Basically, you just want to make it a habit to check on your succulents often to see if they need water.
You need to provide your succulents with at-least four to six hours of morning light in the summertime, you need to protect them from the scorching afternoon heat because many varieties can sunburn easily. But on the flip side, in the wintertime, you may need to provide extra light when the days are shorter and the light is not as intense.
Succulents are just like all other plants, hence they need food. And how often you fertilize will depend on what variety of succulents you have, so I'd recommend that you research what kind of fertilizer your plant will require. But generally, you want to fertilize about once a month with succulent specific food. You’ll always want to read the directions on the bottle, but as an example, you add one dose of this one to a quart of water, mix and it’s ready to go. Make sure not to water extra though, just incorporate fertilizing into your normal watering schedule.
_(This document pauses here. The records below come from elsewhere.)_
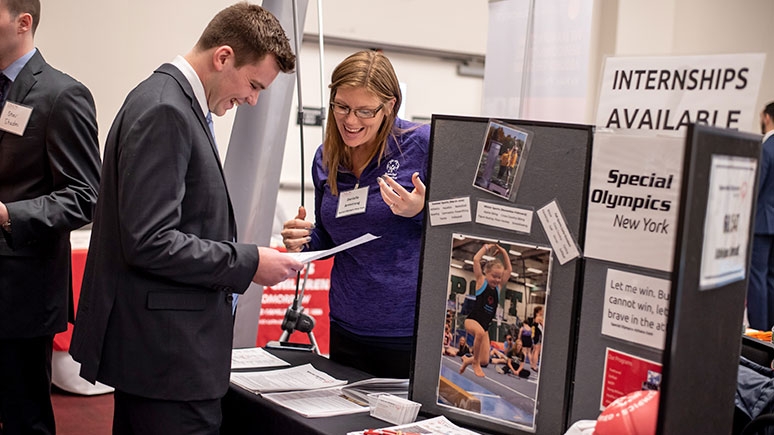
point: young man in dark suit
(154, 318)
(49, 176)
(760, 291)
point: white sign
(666, 93)
(636, 308)
(502, 216)
(727, 224)
(634, 191)
(559, 235)
(449, 211)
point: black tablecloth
(248, 413)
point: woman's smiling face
(356, 131)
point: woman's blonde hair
(372, 71)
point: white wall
(112, 45)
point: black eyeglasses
(342, 110)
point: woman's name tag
(352, 202)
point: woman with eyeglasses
(368, 179)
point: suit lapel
(24, 82)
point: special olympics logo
(392, 169)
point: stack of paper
(304, 377)
(434, 426)
(253, 358)
(348, 399)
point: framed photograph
(502, 160)
(491, 350)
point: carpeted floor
(82, 415)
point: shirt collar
(194, 80)
(15, 68)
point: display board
(646, 328)
(711, 271)
(497, 189)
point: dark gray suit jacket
(764, 212)
(154, 317)
(48, 181)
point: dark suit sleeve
(73, 161)
(173, 204)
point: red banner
(626, 373)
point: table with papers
(245, 412)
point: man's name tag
(14, 118)
(352, 202)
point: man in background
(760, 291)
(155, 315)
(49, 176)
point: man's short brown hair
(252, 32)
(32, 7)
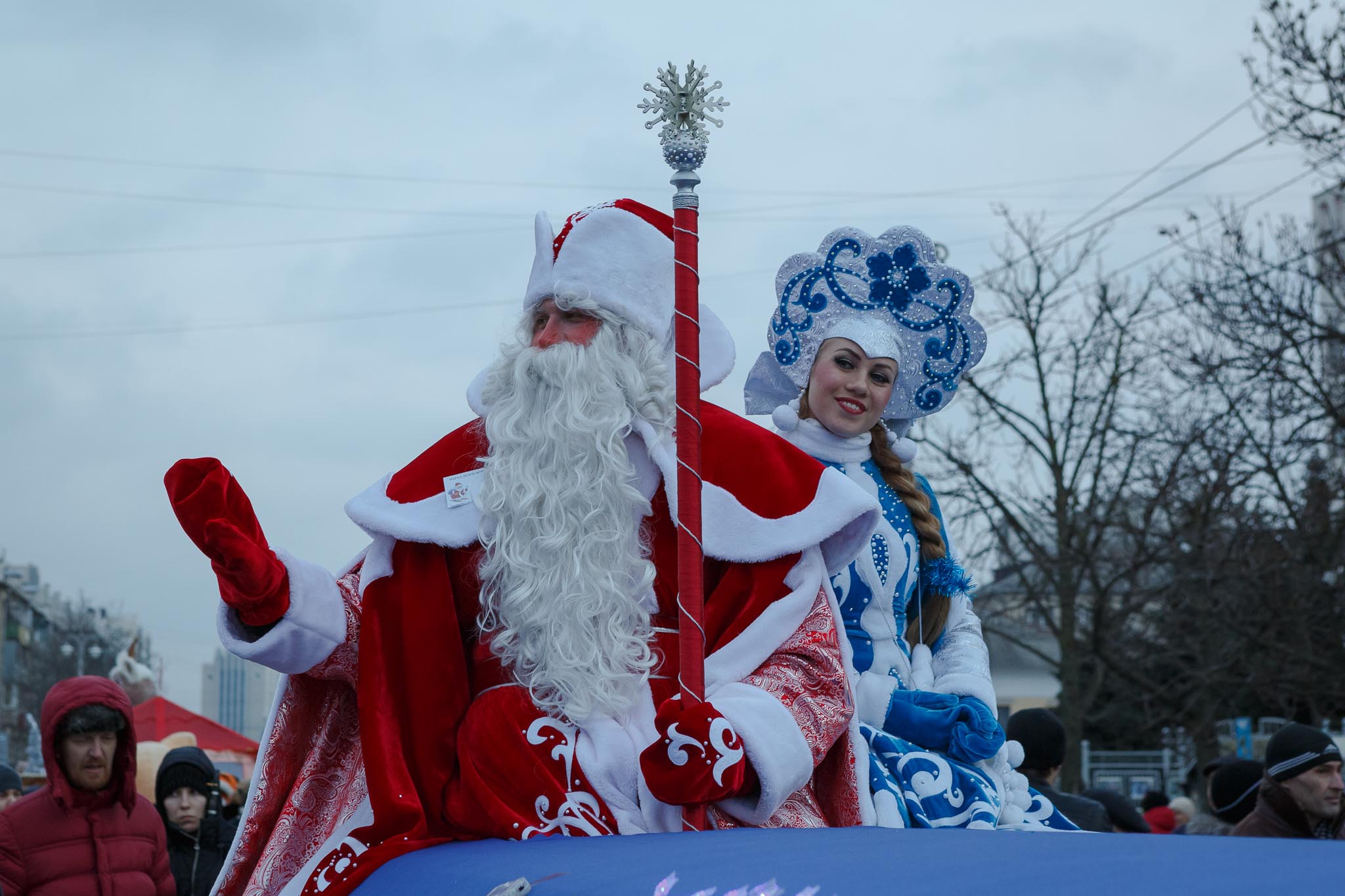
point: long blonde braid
(903, 481)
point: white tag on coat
(460, 486)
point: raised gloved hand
(962, 727)
(218, 517)
(697, 759)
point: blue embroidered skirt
(915, 788)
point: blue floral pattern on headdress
(894, 278)
(902, 286)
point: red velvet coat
(389, 733)
(61, 842)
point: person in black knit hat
(187, 794)
(1043, 740)
(11, 786)
(1232, 790)
(1300, 794)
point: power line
(244, 203)
(298, 322)
(460, 182)
(1130, 207)
(255, 244)
(295, 322)
(1268, 194)
(1157, 165)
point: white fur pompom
(786, 417)
(921, 668)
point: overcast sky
(170, 171)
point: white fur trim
(427, 522)
(966, 685)
(843, 513)
(378, 562)
(786, 417)
(544, 254)
(259, 782)
(739, 658)
(615, 258)
(609, 754)
(904, 449)
(311, 629)
(858, 746)
(362, 816)
(873, 698)
(718, 351)
(775, 747)
(921, 671)
(839, 512)
(718, 354)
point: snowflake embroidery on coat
(580, 812)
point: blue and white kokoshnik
(888, 293)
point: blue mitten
(963, 729)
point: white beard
(565, 578)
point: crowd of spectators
(88, 830)
(1296, 793)
(177, 845)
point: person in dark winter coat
(1125, 817)
(1043, 740)
(87, 830)
(11, 786)
(187, 794)
(1301, 792)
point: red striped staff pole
(681, 105)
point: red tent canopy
(158, 717)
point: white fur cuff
(873, 698)
(311, 629)
(775, 747)
(967, 685)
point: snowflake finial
(682, 106)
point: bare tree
(1059, 463)
(1298, 74)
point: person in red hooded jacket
(87, 830)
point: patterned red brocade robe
(396, 729)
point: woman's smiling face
(848, 390)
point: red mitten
(697, 759)
(218, 517)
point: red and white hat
(619, 254)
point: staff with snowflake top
(682, 104)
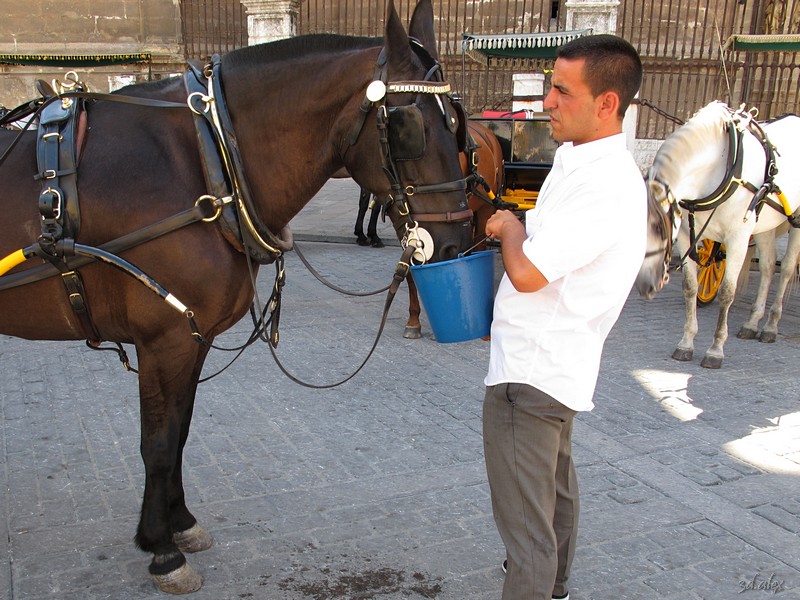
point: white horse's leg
(765, 242)
(685, 349)
(734, 257)
(788, 272)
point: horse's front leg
(765, 242)
(372, 227)
(413, 329)
(685, 349)
(788, 272)
(734, 259)
(168, 374)
(358, 230)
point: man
(569, 270)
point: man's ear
(608, 105)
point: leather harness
(61, 121)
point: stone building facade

However, you can use organic fertilizer. I would recommend - Neem Kawach it's 100% organic and reduces pests on your plant.
8. WATCH FOR BUGS
If you see anything starting, you’re going to want to take care of it immediately. Maybe take a picture or a sample down to your local garden center, so they can help you identify what you’re dealing with and how to take care of it. Most succulents do not like to be sprayed with insecticide, so I don’t recommend doing that. The insects that I deal with the most are Mealy Bugs, which are tiny little insects that look like they’re covered in cotton. When I see those starting to form on my plants. I take a q-tip and dip it in isopropyl alcohol, and then just gently wipe them off.
Insects and diseases like to harbor over dead and decaying foliage, so keeping your plants clear of that will keep them happier and healthier and they look a whole lot nicer. And as a side note, there are several succulents that produce a really fine powder on their foliage and even though it’s not detrimental to their health, try to refrain from touching that foliage because they look a whole lot better when they’re not marred with a bunch of fingerprints.
10. KEEP AN EYE ON THE TEMPERATURE
The majority of succulents cannot handle really cold temperatures, so if you live in a cold climate, you’ll want to make sure to bring them inside before the first frost, and That’s it, you guys!
I just want to reiterate that I really don’t want you guys to be discouraged if you give it a try and you’re not successful with your first few attempts. I certainly wasn’t in the beginning, but I learned a lot every single time I tried. If you follow these tips you are heading to succeed in growing a beautiful and healthy succulent at your home.